Tuesday 1 December 2009

If Only the Vicar were Here

I remember my folk singing days well! Give me a guitar, and I'd have a three chord bash at anything! This was a long time ago, as those who have listened to me trying to play recently will testify to, but I was passable, and with a now infamous Canon of the SEC, sang in a duo for a month in England for free drinks!

One song which was a favourite of mine I remember as being rather funny, with a catalogue of disasters visiting the average congregation. However, the chorus was full of hope:

"If only the Vicar were here,
If only the Vicar were here,
He'd know what to do,
Yes, he'd pull us through,
If only the Vicar were here!"

(These were days long before the ordination of women!)

The concept was basic. Whatever befell the parish, the Vicar would sort it. The ordained would settle arguments, clear drains, organise a rota, or form a committee.

In many ways these days are gone, and folk now in our congregations assume responsibility. After all, it's their parish, and they will be left long after the clergyperson has departed from their midst. In fact, many congregations have to take the responsibility because they only "own" a little bit of the stipendiary priest, sharing that priest with other congregations, or have a non-stipendiary who has a full-time job too.

However, when things go wrong, it's nice to have someone through whom grumbles can be channelled!

We're short of a Property Convenor at the moment, in St Aug's, which means that I'm taking this stuff on board at a bad time too! The New Hall is one major headache. Moving into a newly completed, or nearly completed building is always a headache with snagging to be done. Snagging is the big list of little things that are not "quite right" and need to be sorted. I think I can handle the snagging! The issues aren't big and are soon sorted out, usually.

However, there are a handful of issues in the New Hall that go far beyond the "snagging", and the builders are being incredibly slow, or incredibly unhelpful, in sorting them out. A kitchen window, the mechanism of which is clearly broken has been on the list for nearly 6 weeks now. The dishwasher can't drain because of the way the plumbing has been put in. (6 weeks for this, too) The wooden cladding has still to be bolted on to the exterior.
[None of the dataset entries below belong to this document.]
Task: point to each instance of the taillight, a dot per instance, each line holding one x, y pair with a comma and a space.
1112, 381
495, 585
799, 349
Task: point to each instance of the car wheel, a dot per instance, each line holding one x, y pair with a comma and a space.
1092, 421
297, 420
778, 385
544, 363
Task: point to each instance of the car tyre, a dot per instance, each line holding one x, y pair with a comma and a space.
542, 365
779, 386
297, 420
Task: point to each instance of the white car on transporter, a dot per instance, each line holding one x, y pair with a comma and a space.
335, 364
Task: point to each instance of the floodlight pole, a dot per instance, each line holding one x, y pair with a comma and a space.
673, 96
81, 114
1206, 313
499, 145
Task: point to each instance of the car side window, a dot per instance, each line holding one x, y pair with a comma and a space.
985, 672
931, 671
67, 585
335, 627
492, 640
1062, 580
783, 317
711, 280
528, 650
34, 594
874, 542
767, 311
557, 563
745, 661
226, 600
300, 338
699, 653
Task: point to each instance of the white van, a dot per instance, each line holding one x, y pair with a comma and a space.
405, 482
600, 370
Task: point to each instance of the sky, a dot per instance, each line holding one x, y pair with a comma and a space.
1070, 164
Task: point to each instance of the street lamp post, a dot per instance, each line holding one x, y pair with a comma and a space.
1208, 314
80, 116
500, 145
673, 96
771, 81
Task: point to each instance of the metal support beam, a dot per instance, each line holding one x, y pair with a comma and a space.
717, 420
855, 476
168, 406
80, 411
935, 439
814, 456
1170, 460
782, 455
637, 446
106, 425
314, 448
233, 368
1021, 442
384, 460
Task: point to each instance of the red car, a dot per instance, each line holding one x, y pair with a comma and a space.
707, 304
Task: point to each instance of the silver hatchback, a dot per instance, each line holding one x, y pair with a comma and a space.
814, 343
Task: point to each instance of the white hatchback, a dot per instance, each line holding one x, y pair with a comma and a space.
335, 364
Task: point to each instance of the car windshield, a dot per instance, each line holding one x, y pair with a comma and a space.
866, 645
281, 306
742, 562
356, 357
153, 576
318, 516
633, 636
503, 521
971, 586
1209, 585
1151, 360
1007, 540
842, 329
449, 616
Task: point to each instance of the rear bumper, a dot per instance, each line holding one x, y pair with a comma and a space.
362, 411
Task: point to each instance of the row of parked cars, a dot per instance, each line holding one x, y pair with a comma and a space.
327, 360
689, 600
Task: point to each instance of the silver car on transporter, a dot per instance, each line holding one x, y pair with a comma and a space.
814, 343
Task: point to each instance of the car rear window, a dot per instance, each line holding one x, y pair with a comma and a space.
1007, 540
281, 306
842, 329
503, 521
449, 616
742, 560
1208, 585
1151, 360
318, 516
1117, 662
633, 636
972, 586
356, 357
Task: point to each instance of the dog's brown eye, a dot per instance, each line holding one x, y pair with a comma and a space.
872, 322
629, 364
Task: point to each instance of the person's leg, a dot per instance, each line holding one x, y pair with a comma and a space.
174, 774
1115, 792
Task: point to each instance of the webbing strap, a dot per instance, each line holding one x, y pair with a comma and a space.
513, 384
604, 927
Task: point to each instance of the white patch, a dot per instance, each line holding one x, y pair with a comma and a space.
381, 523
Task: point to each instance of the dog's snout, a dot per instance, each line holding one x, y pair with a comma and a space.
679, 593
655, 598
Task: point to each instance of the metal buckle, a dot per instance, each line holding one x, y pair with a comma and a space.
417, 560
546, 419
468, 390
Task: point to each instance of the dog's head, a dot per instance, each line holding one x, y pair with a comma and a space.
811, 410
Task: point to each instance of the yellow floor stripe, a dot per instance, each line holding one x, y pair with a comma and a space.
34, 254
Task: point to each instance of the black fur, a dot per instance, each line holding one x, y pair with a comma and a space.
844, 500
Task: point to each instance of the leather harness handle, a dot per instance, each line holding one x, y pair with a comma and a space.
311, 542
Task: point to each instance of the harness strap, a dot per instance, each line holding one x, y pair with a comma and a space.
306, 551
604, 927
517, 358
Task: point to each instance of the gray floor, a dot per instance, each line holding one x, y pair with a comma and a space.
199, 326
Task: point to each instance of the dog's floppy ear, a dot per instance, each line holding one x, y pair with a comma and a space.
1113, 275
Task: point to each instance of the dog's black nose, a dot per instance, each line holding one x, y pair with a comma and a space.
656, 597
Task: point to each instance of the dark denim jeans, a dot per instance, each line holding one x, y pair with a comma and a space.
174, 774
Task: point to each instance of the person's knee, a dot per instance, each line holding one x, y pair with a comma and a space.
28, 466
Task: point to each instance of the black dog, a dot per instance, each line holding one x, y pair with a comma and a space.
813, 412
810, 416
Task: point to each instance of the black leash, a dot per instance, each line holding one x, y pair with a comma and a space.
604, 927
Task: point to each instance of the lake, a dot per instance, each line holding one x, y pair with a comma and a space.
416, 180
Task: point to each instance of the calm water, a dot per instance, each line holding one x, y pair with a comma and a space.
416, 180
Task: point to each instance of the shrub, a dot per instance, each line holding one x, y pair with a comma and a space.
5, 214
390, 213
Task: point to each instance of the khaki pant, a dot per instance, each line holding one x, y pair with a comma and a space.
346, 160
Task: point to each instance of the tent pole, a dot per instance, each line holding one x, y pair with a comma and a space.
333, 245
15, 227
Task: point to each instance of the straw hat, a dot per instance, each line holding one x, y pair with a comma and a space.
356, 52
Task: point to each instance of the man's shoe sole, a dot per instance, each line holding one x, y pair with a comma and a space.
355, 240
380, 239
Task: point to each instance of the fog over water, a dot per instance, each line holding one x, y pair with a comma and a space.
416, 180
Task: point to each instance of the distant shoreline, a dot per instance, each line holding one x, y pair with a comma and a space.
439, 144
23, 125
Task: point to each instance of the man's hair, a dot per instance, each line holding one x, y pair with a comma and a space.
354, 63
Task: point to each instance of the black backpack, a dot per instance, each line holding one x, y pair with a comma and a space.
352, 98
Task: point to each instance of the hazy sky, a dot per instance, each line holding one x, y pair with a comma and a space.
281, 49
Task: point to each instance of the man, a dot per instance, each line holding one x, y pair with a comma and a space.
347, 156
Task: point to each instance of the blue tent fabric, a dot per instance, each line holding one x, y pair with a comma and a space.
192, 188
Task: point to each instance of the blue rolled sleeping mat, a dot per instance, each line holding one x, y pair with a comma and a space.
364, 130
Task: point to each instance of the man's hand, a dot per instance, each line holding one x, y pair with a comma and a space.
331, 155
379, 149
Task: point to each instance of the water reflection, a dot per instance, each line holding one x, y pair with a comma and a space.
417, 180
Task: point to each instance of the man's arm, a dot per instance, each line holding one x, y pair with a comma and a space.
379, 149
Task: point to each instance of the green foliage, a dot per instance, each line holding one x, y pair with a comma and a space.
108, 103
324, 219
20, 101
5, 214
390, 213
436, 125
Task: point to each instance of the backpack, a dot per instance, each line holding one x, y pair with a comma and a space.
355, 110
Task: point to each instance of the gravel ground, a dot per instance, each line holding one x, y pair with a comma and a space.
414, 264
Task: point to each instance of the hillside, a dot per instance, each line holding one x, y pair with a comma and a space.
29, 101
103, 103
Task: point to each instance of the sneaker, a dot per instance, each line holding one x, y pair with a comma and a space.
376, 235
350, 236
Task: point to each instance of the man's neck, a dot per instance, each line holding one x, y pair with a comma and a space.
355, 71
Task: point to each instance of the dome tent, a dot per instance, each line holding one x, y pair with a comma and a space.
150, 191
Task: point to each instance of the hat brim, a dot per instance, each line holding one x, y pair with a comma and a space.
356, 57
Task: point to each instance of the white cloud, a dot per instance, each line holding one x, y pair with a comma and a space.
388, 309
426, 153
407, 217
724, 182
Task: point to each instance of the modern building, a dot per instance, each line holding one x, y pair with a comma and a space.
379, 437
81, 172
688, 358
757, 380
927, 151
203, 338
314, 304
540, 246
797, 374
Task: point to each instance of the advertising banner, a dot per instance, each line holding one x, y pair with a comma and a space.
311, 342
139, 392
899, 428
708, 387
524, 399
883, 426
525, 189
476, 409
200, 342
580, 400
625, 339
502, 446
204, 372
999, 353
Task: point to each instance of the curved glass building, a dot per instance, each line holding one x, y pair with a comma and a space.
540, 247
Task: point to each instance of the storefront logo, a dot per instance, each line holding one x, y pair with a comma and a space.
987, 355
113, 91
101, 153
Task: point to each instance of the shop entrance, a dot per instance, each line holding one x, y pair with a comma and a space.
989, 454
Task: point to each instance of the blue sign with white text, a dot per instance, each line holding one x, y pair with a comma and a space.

This was started just yesterday and is a rather big and important job.

Meanwhile, yes I can't believe it either, the final bill has come in from the builders now we have completion!

However, I've left the best until last! The roof is leaking like a sieve and the joiner has sorted this by drilling two holes in the ceiling to let the water through. The roofers blame the builders and vice-versa.

If only the Vicar were here.......

1 comment:

Anonymous said...

Builders operate in a totally different universe to the rest of us. If for example one of my customers ordered a 15kg bag of dog food to be delivered on Tuesday, got it delivered on Friday and it turned out to be three kilos but got the bill for 15kg............I think I know what the reaction would be. Yet builders try to get away with this sort of thing all the time.

I had a job done recently which the builder said would be done "in a day". Give him his due he eventually did a good job at the agreed price but it was spread out over a fortnight! During which time he left expensive machinery (cement mixer/tools) out the back of the shop overnight.